We are going to need donations to help out with the rescue mission. Please donate today at scarscare.ca/donate.
May 31 update – What a difference a day makes! Yesterday was terrifying filled with smoke and crates and desperation. Transport and many miles of driving in the night. The humans were all gentle and patient with us, even when we felt panic and didn’t understand. When we struggled, they soothed. When we went to run, they held on tightly. When we cried, they told us it was going to be alright.
Today is a new day, filled with so many amazing things. Dishes filled with fresh water and a seemingly endless supply of food. Comfortable beds and safe places to sleep. The humans are different again, but they are still telling us it is going to be fine and our lives have forever changed for the better. It is almost like the rest was a bad dream or maybe a nightmare… but sadly we know it was all very real.
Let us introduce ourselves, three of the lucky 12 that SCARS saved. Cali, the lone feline in the group so beautiful and sweet. Brasher a happy guy fitting in perfectly to his new foster home. Ember, her name acknowledging the devastation we escaped.

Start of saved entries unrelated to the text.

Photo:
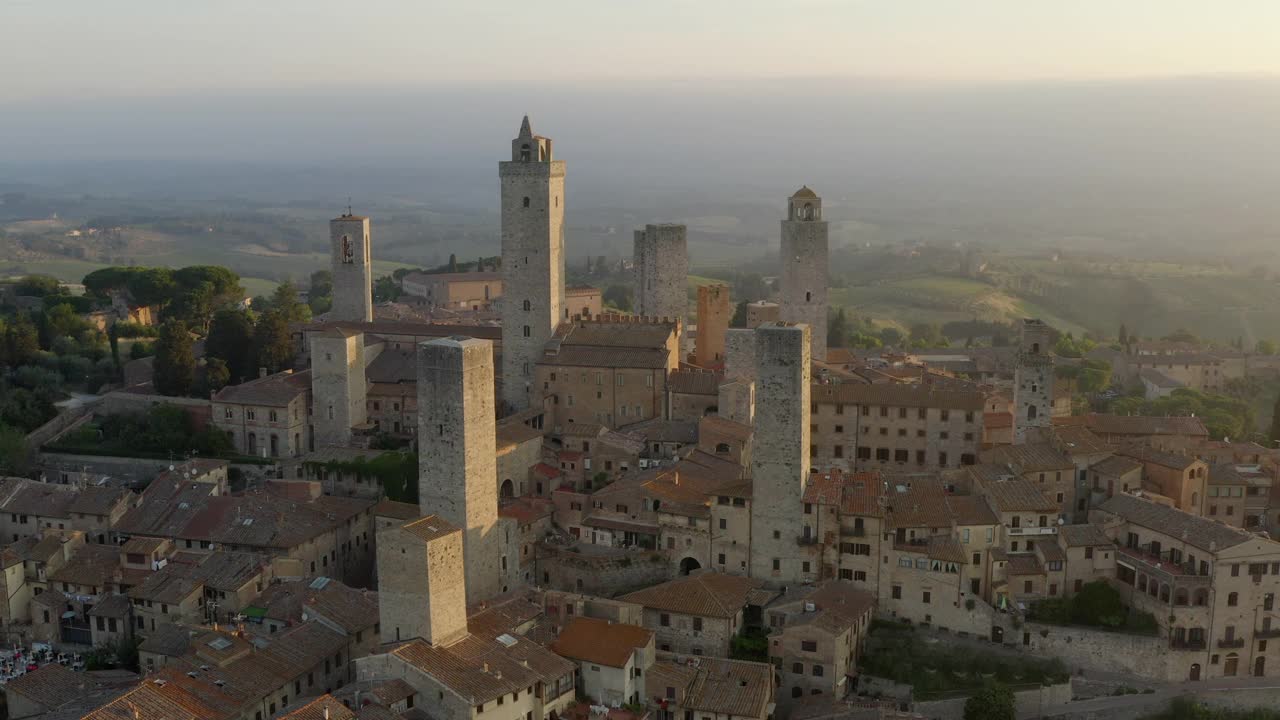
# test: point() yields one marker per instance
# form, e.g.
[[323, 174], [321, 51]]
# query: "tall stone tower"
[[338, 386], [1033, 379], [662, 270], [457, 454], [533, 259], [803, 297], [714, 313], [352, 269], [421, 586], [782, 551]]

Our wagging tails and steady purring show our gratitude for all that we have been given. We hope the rescuers working in the community will be able to help the other animals left behind.
Brasher… Cali… Ember
May 30 PM update – A dozen lives saved. The overnight efforts of the SCARS team resulted in 12 beautiful animals reaching safety. These stray dogs and cats, through no fault of their own were in two different pounds in the affected communities. With the evacuation order in place they had nowhere to go and no one, except our devoted SCARS team, had them as a priority.
Two of our volunteers made a three-hour drive into the evacuation zone. Armed with transport crates and determination, combined with assistance from local bylaw and the use of another truck from a community member, our amazing volunteers set about their rescue mission. Eleven dogs and one lone cat were loaded and secured, all the while our volunteers could see the eerie glow of flames over their shoulder and the choking smoke burning their eyes and lungs.
Once loaded they joined the line of traffic heading out of the area, driving back and arriving home around 3 a.m. Greeted by two more volunteers, some animals were transferred to a waiting van and continued south to join foster families. The remainder temporarily settled into our Athabasca intake facility.
We know there may be more difficult days ahead as the fires rage, but today we celebrate this small victory. The SCARS family is grateful to our frontline volunteers for their efforts. We are also grateful to the brave firefighters doing their best to protect these communities.
May 30 AM – Last night as the evacuation call went out for the Wabasca and Big Stone Cree Nation, SCARS volunteers jumped into action. The community pounds were at capacity and the animals so vulnerable in the face of a raging wildfire. With full support of the community and evacuation officials, our volunteers headed north. Lineups of vehicles headed south and the SCARS truck was one of the few driving through the darkness towards the glowing red smoky sky.
Challenging conditions with heavy smoke, heart pounding anxiety as the very real danger of the fire loomed nearby, our volunteers wasted no time securing the at risk cats and dogs. Finally they were able to fit the last crate into a vehicle and make the long drive to safety. At the same time other volunteers drove through the night to our Athabasca intake facility to transfer some of these scared weary souls to foster homes in our network. Exhausted, our front line volunteers once again make a life and death difference in the lives of the most desperate.